デキシーニはシフオキという水の精だし、レッモーはドヤテキ、チャハはチクビリといって……」
ドゴランが説明した。彼等は全員ドゴランの命を狙う暗殺者だった。箆血翁や泥鎌嵐、六九兄妹もそうだ。
ワイトは空で思い出す。ドゴランが口に出した名前はすべてドボロクの登場人物と一致していた。
「確かに一致していますね。ですがドゴランさんがドボロクのような性格ではないと思いますが?」
「いいや、5歳の俺はドボロクと同じだったな。今思えば自分のやっていることは恥ずかしいと思うがね」
ワイトの問いにドゴランは遠い目をしながら言った。ドボチョン・ロックブマータは切れやすい少年だった。自分の思い通りにならないとすぐ癇癪を起し、暴力を振るう。
ドゴランは癇癪こそ起こさないが、自分の思い通りに事を運ぼうとさせている。暴力は振るわずあくまで相手を威圧していた。
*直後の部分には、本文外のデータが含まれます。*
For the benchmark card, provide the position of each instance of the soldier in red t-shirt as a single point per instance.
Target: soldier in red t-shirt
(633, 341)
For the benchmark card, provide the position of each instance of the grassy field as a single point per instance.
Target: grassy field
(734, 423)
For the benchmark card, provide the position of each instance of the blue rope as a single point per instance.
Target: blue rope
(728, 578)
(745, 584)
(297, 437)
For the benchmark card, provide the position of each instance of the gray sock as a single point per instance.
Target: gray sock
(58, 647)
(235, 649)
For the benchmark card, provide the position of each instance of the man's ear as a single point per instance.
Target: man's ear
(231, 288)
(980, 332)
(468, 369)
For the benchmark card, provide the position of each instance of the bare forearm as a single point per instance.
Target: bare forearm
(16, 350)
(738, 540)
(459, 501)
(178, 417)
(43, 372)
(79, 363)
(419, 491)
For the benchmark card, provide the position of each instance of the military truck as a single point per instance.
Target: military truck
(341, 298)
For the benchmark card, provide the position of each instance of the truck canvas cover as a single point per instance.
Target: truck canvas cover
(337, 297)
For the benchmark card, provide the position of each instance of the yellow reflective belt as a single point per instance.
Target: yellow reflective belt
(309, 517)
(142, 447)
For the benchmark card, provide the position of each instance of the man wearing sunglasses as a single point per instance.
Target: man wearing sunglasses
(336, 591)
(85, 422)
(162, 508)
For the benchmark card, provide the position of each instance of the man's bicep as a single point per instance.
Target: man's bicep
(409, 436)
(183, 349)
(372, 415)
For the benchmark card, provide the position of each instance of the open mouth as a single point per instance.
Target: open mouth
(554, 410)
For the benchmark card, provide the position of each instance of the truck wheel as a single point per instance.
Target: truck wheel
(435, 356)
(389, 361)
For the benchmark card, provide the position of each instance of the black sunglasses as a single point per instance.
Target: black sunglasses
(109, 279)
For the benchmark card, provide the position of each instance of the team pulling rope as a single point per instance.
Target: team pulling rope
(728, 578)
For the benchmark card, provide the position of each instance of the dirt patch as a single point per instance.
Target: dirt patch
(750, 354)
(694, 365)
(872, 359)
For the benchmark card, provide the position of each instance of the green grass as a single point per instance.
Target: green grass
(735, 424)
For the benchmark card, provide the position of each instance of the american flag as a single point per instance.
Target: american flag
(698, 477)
「じゃあなんでキョワナたちはお前の事に対して反応がないんだよ。むしろワイトよりお前のことが好きになるはずじゃないか」
ケダンが疑問を口にした。
「そこなのですよ。なぜドゴランさんではなく、私なのか……。キョワナさんは私の事をドボチョン・ロックブマータに相応しい人間だと思っています。何かそうなるきっかけがあったと思いますね」
「そうなるとドボロクの本に問題があるでござるな。あのような内容になぜ影響されるのかを調べるのが大事でござる」
パルホが言った。そこに犬耳メイドが現れる。ワイトのメイド、ナイメヌだ。
「それなら私が調べられるだけ調べました。そこで面白いことがわかりましたよ」
「なんだよナイメヌ、お前いつの間に調べたんだ?」
「あなたがワイト様にストーキングしている間にね。結果から言えばキョワナ様やキウノン様、ソヘタク様たちはマジッサ王国の血縁だとわかりました。キウノン様たちは祖母がマジッサ王国出身で、キョワナ様は母親がマジッサ王国の亡命者なのです」
それは衝撃的な事実だった。だがマジッサ王国の人間に反応するなら、子供だけでなく大人も影響されるべきではないだろうか。
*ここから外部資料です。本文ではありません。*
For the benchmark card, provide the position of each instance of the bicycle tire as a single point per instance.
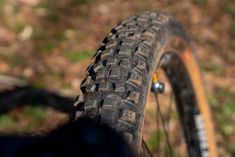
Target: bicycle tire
(118, 81)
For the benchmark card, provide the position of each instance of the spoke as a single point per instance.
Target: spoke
(163, 123)
(169, 110)
(158, 133)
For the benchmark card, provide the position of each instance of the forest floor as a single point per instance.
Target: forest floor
(49, 44)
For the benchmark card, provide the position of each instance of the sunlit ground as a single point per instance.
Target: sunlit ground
(49, 44)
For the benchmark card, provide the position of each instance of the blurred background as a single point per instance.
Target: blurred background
(49, 44)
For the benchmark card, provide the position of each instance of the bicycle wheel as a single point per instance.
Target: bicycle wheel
(118, 81)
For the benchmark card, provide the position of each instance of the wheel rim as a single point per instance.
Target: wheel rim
(184, 95)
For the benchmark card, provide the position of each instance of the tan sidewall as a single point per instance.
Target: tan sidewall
(194, 73)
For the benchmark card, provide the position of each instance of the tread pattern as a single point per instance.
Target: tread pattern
(116, 85)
「あの本には複数の呪式が組み込まれています。素材も邪気を含んでおり、一冊の魔術書と言えますね」
魔術書。それはただ魔法の使い方を記しているわけではない。著者が特殊なインクで記し、邪気を含む樹木から作られた紙を利用するという。
魔力を持たない人間でも呪文を唱えれば発動することもある。大抵は数回限りで本自体が灰になるが。
「で、どんな呪式が組み込まれているんだよ?」
「それはわかりません。だって私は専門家じゃないから」
ケダンの言葉に、ナイメヌはあっさりと答えるのだった。
ドボチョン・ロックブマータとドゴランは最初関係ありませんでした。
しかし無関係すぎるのもあれなので、無理やり接点を持たせました。
小説は本当に作者でも予測不能ですね。